Why Benitec is a sound investment
Benitec is a biotechnology company developing a novel, proprietary therapeutic technology platform that combines gene silencing and gene therapy with a goal of providing sustained, long-lasting silencing of disease-causing genes from a single administration. We believe our technology has the potential to be a "one shot" cure for a wide range of diseases that are currently addressed by strict ongoing treatment regimens or that have no effective treatment or only palliative care options. We are using our technology, called DNA-directed RNA interference, or ddRNAi, to develop our pipeline of product candidates for the treatment of several chronic and life-threatening human diseases, such as hepatitis B, age-related macular degeneration, or AMD and oculopharyngeal muscular dystrophy, or OPMD.
Our objective is to become the leader in discovering, developing, clinically validating and commercializing ddRNAi-based therapeutics for a range of human diseases with high unmet clinical need or large patient populations, and to thereby provide a better life for patients with these diseases.
Novel Gene Silencing Platform
Our ddRNAi technology is designed to utilize the specificity and gene silencing effect of RNA interference while overcoming many of the limitations associated with the ongoing administration of siRNA. Our ddRNAi approach combines RNA interference with gene therapy. Unlike siRNA, our ddRNAi technology starts with a DNA construct. Gene therapy vectors, which are carrier molecules, often viruses, that deliver genetic material into the cell, are used to deliver the DNA construct to the nucleus of the targeted cells.
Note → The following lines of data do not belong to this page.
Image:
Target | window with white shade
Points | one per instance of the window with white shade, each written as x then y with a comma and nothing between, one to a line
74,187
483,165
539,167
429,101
The DNA construct then generates double-stranded short hairpin RNAs, or shRNAs, which are processed by the cell into siRNAs, which in turn silence the disease-associated genes. Advantages of our ddRNAi approach include:
- ddRNAi is designed to produce sustained, long-lasting silencing of the disease-causing gene, following a single administration, leading to the potential for "one shot" cures for a wide range of diseases, which could eliminate the requirement for patient compliance to take regular doses of medicine for long-term management of their disease;
- ddRNAi technology can target a wide range of tissues, including, but not limited to, the liver;
- ddRNAi uses the cell's own transcriptional mechanisms to produce a constant level of shRNA so that intracellular levels of siRNA do not fall below threshold levels required for disease suppression;
- the level of shRNA in the cells can potentially be fine-tuned to achieve optimal concentrations;
- off-tissue effects can be minimized;
- the DNA constructs are shielded in gene therapy vectors that are designed to avoid activating the interferon response;
- ddRNAi provides the option to both silence the defective gene and replace the defective gene with a normal version;
- ddRNAi can be designed to express multiple siRNAs in the same cell, targeting either a single gene at several different sites to minimize the risk of viral resistance, or multiple genes in distinct cellular pathways, potentially enabling treatment of complex genetic diseases such as cancer, diabetes and heart disease; and
- ddRNAi can elicit long-term response by continued expression of siRNA from a single administration, potentially preventing viral reinfection.
We are pursuing preclinical research in HBV, AMD and OPMD and plan to submit IND applications for those product candidates. We expect to complete preclinical in vivo proof-of-concept studies for our HBV product candidate in the second quarter of 2016, and for our AMD and OPMD product candidates in the fourth quarter of 2016. Based on the potential market opportunity and considerable interest from pharmaceutical companies, we plan to prioritize the HBV program as our next candidate for clinical development.
Each of our three current core indications are severe diseases with high unmet medical need or large patient populations. We believe there is a strong rationale for treating these diseases and other diseases that have well-characterized gene targets that can be silenced, thus preventing the disease-causing gene from being expressed. We also intend to develop ddRNAi applications in novel technologies including immunotherapy, such as chimeric antigen receptor T cells, or CAR T.
The adaptability of our platform also presents an opportunity for us to selectively form collaborations to expand our capabilities and product offerings into a range of diseases and potentially to accelerate the development and commercialization of ddRNAi therapeutics more broadly. We will continue to expand our franchise of ddRNAi-based therapeutics by out-licensing, where appropriate, applications of ddRNAi for the development of a range of therapeutics outside of our immediate focus. Once clinical proof of concept has been achieved for a product candidate, we plan, where appropriate, to enter into collaborations with pharmaceutical companies to develop that product candidate and ultimately commercialize it if it receives regulatory approval.
Strong IP Position
We have rights to intellectual property that includes a patent portfolio protecting our ddRNAi technology platform in numerous jurisdictions through 2019, and a growing portfolio of patents protecting improvements to our ddRNAi technology and product candidates in numerous jurisdictions through at least 2025. In addition to progressing our pipeline of product candidates, we will further develop and improve our ddRNAi platform technology and its associated intellectual property through in-house development and in-licensing of complementary technologies.